A new carbon composite, which is the material used in recent car trunks, is now capable of running LED lights and this can help electric vehicles on a dual front.
This new composite material can at the same time withstand mechanical loads and stock electrical energy, scientists in UK and Belgium have mentioned who are the creators of this technology. Being based on activated carbon fibres, the structural supercapacitor is formed into a car boot lid that is capable of powering LEDs.
This composite can be viewed as a substitute to assembling two separate components that could aid electric vehicles by constructing bodywork which stocks power too, thus saving up on space as well as weight.
‘Multifunctional structural energy materials hold great promise in enabling more energy efficient and environmentally-friendly technologies, as they will make a considerable difference in terms of how we store and deliver energy in the future,’ says Guihua Yu, an energy storage specialist at the University of Texas in Austin, US.
Milo Shaffer of Imperial College of London, UK, is of the idea that carbon based materials are the base of various structural composites as well as electrochemical devices. He created a material that combined the strength and stiffness of structural carbon fibers and the ionic conductivity of activated carbon.

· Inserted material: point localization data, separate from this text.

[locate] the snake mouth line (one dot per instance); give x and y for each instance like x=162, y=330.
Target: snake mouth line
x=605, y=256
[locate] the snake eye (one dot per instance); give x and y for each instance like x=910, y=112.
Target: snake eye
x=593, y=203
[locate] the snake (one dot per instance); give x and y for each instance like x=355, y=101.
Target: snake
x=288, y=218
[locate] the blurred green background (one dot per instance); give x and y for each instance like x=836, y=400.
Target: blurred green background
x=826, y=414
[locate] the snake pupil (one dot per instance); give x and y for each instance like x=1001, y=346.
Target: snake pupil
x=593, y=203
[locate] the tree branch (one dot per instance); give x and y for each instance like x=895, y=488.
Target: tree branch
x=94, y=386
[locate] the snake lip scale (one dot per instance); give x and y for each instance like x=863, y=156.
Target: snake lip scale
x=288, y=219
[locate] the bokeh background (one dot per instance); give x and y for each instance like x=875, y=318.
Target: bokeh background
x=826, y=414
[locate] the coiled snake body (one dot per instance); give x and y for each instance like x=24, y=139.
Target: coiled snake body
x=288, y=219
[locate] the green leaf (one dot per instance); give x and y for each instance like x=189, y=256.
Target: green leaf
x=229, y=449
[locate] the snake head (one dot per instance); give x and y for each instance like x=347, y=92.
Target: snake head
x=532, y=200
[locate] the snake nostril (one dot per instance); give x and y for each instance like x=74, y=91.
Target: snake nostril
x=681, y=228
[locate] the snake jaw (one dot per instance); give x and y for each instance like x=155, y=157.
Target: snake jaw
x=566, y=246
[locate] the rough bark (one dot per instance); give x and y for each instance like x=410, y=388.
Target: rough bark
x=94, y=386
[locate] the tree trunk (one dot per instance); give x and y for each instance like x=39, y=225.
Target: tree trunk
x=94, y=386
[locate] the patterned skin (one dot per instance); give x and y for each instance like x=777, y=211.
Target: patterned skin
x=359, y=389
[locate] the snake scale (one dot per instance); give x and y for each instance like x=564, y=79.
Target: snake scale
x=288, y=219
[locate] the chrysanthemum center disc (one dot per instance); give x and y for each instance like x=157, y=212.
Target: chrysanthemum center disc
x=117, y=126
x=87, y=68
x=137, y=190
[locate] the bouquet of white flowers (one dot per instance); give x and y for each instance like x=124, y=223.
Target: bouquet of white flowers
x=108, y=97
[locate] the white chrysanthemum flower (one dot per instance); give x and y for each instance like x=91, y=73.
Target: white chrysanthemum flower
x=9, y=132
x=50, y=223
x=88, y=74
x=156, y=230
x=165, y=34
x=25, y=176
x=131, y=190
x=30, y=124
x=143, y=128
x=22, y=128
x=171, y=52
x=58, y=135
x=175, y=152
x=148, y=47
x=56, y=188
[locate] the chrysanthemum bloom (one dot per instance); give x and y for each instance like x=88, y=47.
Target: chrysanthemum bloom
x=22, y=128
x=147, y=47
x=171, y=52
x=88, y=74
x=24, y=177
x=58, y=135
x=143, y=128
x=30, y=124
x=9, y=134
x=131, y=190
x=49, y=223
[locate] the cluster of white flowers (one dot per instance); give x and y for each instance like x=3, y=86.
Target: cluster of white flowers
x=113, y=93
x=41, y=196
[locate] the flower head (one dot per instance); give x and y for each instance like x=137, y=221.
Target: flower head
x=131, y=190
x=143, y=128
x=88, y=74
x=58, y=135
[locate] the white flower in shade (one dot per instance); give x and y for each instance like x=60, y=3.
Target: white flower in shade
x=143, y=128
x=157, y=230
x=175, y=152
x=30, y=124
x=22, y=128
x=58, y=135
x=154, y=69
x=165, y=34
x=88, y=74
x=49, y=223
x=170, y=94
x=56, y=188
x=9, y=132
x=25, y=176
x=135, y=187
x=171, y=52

A crucial part of the study revolved around increasing the surface area of structural carbon fibers for usage as supercapacitor electrodes. The surface area and specific capacitance could be increased by three orders of magnitude formation of highly porous carbon aerogel around the fibers and this provided added benefits to its mechanical properties.

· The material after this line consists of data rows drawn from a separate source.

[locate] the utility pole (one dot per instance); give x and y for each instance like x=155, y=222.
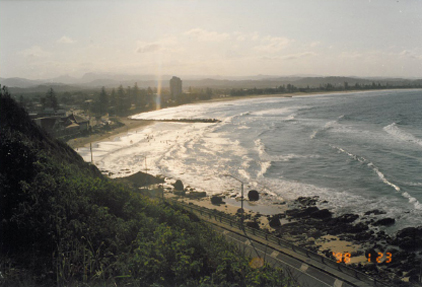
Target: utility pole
x=241, y=197
x=92, y=156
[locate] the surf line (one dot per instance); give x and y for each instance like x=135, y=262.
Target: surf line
x=411, y=199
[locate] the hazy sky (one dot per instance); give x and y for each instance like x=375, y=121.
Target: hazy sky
x=45, y=39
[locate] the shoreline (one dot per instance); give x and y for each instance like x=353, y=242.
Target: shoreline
x=298, y=226
x=302, y=223
x=129, y=125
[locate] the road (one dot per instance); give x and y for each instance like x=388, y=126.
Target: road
x=307, y=268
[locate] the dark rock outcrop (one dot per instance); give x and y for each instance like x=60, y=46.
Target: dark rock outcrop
x=217, y=200
x=178, y=185
x=253, y=195
x=375, y=212
x=274, y=222
x=384, y=222
x=322, y=214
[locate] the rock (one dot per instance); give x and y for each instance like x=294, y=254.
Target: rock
x=274, y=222
x=410, y=243
x=306, y=201
x=362, y=236
x=347, y=218
x=321, y=214
x=410, y=231
x=180, y=192
x=240, y=210
x=253, y=195
x=252, y=224
x=178, y=185
x=197, y=194
x=301, y=212
x=357, y=228
x=385, y=222
x=375, y=212
x=217, y=200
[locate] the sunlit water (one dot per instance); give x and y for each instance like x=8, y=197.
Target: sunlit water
x=357, y=151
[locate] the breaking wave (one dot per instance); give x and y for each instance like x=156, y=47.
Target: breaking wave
x=396, y=132
x=381, y=176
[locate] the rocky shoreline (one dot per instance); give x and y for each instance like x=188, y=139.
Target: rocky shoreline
x=395, y=258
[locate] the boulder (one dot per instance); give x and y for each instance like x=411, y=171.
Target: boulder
x=410, y=243
x=306, y=201
x=252, y=224
x=217, y=200
x=346, y=218
x=253, y=195
x=274, y=222
x=178, y=185
x=321, y=214
x=193, y=194
x=302, y=212
x=384, y=222
x=375, y=212
x=410, y=231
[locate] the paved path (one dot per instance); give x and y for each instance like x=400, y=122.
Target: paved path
x=306, y=270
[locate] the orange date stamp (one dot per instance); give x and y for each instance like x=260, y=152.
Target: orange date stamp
x=380, y=258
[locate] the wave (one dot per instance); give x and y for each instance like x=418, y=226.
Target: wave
x=381, y=176
x=327, y=126
x=396, y=132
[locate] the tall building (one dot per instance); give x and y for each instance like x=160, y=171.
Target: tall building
x=175, y=86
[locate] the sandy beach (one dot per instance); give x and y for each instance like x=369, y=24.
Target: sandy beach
x=303, y=222
x=129, y=125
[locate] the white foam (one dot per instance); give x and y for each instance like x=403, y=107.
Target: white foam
x=396, y=132
x=327, y=126
x=411, y=199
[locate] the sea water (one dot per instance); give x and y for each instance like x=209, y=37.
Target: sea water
x=357, y=151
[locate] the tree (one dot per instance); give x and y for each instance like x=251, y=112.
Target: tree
x=136, y=92
x=50, y=100
x=113, y=101
x=103, y=98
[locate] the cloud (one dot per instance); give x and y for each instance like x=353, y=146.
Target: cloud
x=273, y=44
x=66, y=40
x=34, y=52
x=207, y=36
x=148, y=47
x=291, y=56
x=350, y=55
x=410, y=54
x=314, y=44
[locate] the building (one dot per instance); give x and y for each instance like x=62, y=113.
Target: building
x=175, y=87
x=63, y=125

Shaffer confirms that the main challenge of the study arrived in the form of multifunctional electrolyte which needs to combine mechanical properties with ionic conductivity – two essentially inverse concepts. A balance in the performance levels was achieved by coming up with a bicontinuous structure consisting of an epoxy resin for its mechanical properties and an ionic liquid for purpose of ionic conduction.
The composites have a laminated nature and this helps energy storage devices like for instance lithium ion batteries, and the like. The question remains – ‘Why a supercapacitor then?’ Batteries have a lot of issues with volume expansion and therefore it is a tad bit difficult to make these devices well structured. Shaffer explains, ‘which is why we found supercapacitors interesting; you can have a useful energy function but don’t necessarily have any volume change.’
There is something else that needs a mention too: the power density of the material - which happens to be lower than the current technologically advanced supercapacitors. Nevertheless, Shaffer is conscious of the shortcomings of the material and the development of such a system is no easy task.
‘It is a critical step toward the right direction; various possible ways were tried to develop an optimised, processable device system,’ explains Chuizhou Meng, a supercapacitor expert at Purdue University in the US. ‘Many studies in the future will be guided by this work following the research strategy of elaborately finding a balance between mechanical and electrochemical properties.’